Öne Çıkan Yayın

Günün sözü: "Fransa'ya, "Liberté, égalité, fraternité", "süvari, piyade, ve topçuluk"'dan daha az rehberlik etmiştir."

"Liberté, égalité, fraternité" özdeyişi dilimize "Özgürlük, Eşitlik, Kardeşlik" olarak çevrilebilir. Bu üçlemenin ne a...

Napolyon Savaşları etiketine sahip kayıtlar gösteriliyor. Tüm kayıtları göster
Napolyon Savaşları etiketine sahip kayıtlar gösteriliyor. Tüm kayıtları göster

18 Haziran 2015 Perşembe

Waterloo meydan muharebesinin 200. yılı!

Bugün, bundan 200 yıl önce, Dünya tarihine damgasını vurmuş askeri dehalardan birisi olan Napolyon Bonapart, son meydan muharebesini, Waterloo’da kaybederek, tarih sahnesinden tamamiyle çekildi.

Bu önemli zaferi/günü kutlamak için, İngiltere’nin yönetiminde, Waterloo’da (bugünkü Belçika), büyük bir kutlama yapıldı.

1789 Fransız Devrimi sonrasında başlayan, “Devrim savaşları”, aslında, halk devriminin kendi topraklarına da yayılmasından korkan, tüm Avrupa imparatorluklarının çeşitli ittifaklar kurarak Fransa’ya saldırmasıyla başlamıştır. Bu savaşlar esnasında, yıldızı parlayan Napolyon, çok büyük bir hızla askeri kariyer basamaklarını çıkmıştır.

Sonunda, Fransız orduları komutanı olarak, karşısına çıkan tüm İttifak ordularını yenmiş, Avrupa’yı, İngiltere, İskandinav ülkeleri, Rusya ve Habsburg’lar haricinde işgal etmiştir.

Devrimin yarattığı fırsatlardan yola çıkarak, tüm bu zaferlerden sonra, kendisini “imparator “ilan etmesi de, tarihin ironik bir cilvesidir.

Ancak, çoğu “tek adam” gibi, sonunda kendi egosuna yenik düşmüş; kendi askeri dehasının ve Fransız ordularının doğal sınırları aşmaya kalkarak, 1813 Rusya seferi ile sonunu, yine kendisi hazırlamıştır.

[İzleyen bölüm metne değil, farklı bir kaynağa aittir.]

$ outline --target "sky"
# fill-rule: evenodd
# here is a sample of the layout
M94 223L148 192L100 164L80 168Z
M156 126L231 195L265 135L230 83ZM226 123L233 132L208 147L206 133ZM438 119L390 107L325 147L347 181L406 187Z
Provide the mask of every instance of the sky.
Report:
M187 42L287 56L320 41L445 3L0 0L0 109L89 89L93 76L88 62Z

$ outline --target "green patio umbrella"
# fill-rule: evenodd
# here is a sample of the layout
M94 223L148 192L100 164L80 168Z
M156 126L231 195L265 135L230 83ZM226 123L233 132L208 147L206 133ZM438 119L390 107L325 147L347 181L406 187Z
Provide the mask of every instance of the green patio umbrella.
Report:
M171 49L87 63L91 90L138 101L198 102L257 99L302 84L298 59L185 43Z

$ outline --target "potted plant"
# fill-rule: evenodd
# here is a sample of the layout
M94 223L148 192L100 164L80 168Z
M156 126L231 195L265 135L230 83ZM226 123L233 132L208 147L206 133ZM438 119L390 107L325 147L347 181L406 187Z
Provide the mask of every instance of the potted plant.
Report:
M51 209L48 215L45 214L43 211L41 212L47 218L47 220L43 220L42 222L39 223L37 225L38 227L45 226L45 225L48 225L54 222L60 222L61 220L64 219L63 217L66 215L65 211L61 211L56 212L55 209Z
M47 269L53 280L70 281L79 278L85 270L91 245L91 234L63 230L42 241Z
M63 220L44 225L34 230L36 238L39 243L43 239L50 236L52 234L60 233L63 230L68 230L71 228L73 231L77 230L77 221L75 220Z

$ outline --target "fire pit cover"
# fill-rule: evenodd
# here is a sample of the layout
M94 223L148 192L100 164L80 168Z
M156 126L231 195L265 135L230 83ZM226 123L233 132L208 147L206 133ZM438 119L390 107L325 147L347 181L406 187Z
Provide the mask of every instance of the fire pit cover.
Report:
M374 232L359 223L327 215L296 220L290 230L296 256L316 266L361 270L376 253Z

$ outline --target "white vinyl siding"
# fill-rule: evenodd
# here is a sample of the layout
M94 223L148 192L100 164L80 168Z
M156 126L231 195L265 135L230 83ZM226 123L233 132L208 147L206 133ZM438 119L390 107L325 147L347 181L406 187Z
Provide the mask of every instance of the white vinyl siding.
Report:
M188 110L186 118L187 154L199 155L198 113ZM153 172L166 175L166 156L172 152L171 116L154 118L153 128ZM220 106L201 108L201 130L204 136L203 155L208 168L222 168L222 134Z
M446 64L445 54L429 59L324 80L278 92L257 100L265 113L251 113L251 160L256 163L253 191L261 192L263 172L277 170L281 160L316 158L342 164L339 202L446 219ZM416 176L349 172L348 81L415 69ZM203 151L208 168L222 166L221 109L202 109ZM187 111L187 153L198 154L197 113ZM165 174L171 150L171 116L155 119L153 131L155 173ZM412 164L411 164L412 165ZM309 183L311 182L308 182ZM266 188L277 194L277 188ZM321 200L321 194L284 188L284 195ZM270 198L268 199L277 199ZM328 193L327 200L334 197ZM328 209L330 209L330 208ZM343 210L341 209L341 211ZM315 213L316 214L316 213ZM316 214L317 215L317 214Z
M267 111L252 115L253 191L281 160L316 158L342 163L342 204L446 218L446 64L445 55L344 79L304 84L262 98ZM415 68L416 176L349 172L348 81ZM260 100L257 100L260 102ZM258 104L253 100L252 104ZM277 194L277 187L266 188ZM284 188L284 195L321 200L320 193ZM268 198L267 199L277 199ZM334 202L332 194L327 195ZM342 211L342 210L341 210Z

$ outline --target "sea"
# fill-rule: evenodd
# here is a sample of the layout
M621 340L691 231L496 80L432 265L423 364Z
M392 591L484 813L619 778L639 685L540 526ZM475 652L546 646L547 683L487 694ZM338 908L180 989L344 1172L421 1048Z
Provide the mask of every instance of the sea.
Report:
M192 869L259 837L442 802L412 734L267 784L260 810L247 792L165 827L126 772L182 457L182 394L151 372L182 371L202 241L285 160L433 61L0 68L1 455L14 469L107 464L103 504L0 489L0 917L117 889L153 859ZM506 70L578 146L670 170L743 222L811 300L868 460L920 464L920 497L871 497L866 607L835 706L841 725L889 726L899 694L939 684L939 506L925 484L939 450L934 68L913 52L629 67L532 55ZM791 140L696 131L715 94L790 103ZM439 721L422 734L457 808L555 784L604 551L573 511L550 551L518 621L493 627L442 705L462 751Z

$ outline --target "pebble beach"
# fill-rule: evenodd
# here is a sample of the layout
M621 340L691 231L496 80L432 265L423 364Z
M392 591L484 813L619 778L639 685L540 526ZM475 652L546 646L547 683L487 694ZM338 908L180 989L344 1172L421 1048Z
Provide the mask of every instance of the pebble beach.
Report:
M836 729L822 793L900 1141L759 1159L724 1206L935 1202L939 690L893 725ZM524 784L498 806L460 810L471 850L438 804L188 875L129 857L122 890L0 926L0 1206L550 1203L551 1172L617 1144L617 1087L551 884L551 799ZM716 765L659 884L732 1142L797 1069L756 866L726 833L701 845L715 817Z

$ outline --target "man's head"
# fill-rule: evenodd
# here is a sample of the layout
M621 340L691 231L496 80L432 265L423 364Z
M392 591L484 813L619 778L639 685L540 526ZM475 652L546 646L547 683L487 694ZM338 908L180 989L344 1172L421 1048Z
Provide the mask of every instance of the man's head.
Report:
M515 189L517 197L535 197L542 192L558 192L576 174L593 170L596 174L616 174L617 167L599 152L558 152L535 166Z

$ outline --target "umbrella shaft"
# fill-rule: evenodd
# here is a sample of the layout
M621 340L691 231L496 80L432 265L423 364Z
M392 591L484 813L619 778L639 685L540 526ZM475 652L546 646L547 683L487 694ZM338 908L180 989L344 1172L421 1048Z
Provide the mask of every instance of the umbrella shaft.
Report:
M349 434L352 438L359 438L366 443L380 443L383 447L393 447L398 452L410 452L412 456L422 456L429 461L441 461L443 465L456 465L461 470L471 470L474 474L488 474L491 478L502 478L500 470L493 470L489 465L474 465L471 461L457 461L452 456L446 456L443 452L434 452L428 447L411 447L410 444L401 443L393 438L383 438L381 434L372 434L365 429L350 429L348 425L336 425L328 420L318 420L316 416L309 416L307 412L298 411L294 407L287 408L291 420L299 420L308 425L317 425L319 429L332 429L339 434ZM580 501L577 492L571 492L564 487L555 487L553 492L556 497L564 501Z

Rusya seferi sonunda, ordusunun büyük bir kısmını kaybederek geri çekilmiş, teslim olmuş ve Elba adasına sürgüne gönderilmiştir.

1815 yılında, son “100 günlük” bir askeri sefer daha başlatarak, 18 Haziran tarihinde, Waterloo meydan muharebesinde, İngiliz dükü Wellington karşısında yenilgiye uğradı.

Muharebe, neredeyse bütün gün, Fransız kuvvetleri ile, Wellington komutasında ki “Müttefik” kuvvetler arasında geçmiştir. Hava kararmaktayken, Napolyon’un sağ kanadına bütün gücü ile saldıran Prusya kuvvetleri muharebeyi sonuçlandıran vuruşu gerçekleştirmişlerdir.

Blücher komutasında ki Prusya kuvvetleri zamanında yetişmeseydi; bir önce ki gün yağan yoğun yağmur nedeniyle, çamura bulanan toprağın en azından bir miktar kurumasını beklemek zorunda kalan Napolyon daha erken saatlerde saldırıya geçebilseydi; Wellington komutasında yer alan Alman kökenli Hannoverli, Belçikalı, Hollandalı askerler kendilerinden beklenenden daha üstün bir direniş göstermeseydiler; muharebe nasıl sonuçlanırdı?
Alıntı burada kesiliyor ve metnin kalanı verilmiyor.